Hi I'm trying to implement IK to my skeleton system and was reading some articles online, and one of the ways to do so was using the pseudo inverse of the Jacobian matrix. However, I've seen 2 forms of the pseudo inverse, and I would like to know what the differences of these two representations are.
First form is J+ = ((Jt*J).inverse()) * Jt
Second form is J+ = Jt * ((J*Jt).inverse())
To be honest, I'm not even sure how they got the second form, I can only derive the first form at the moment.
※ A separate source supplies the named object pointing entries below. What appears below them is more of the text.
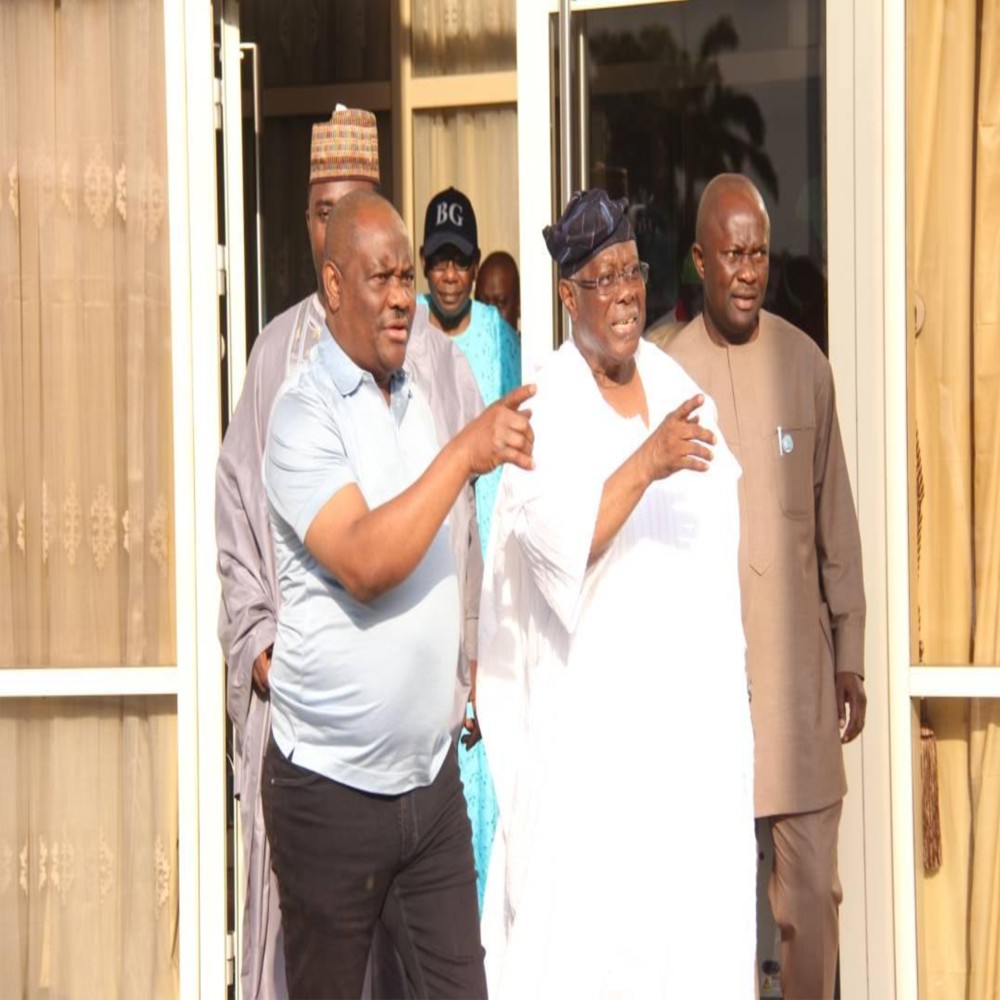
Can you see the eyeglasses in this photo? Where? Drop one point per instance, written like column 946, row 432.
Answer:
column 461, row 262
column 605, row 283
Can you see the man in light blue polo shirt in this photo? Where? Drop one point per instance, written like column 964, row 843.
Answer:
column 362, row 800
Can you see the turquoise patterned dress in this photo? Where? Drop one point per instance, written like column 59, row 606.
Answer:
column 493, row 349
Any help would be appreciated!
Usually, the inverse of a matrix has the property that multiplying it with the original matrix on either side produces the identity matrix.
A * A^-1 = A^-1 * A = I
However, this is not true for the pseudo inverse anymore. For the pseudo inverse, order matters (alone from the fact that the matrix might not be square). Your first form is for left-multiplication, your second form is for right multiplication:
J+ * J = I <= J+ = (J^T * J)^-1 * J^T
J * J+ = I <= J+ = J^T * (J * A^T)^-1
If you use the pseudo inverse to solve a linear system, the first form is used when you have column vectors (i.e. J x = b as J+ J x = I x = x = J+ b), and the second form is used when you have row vectors (i.e. x J = b).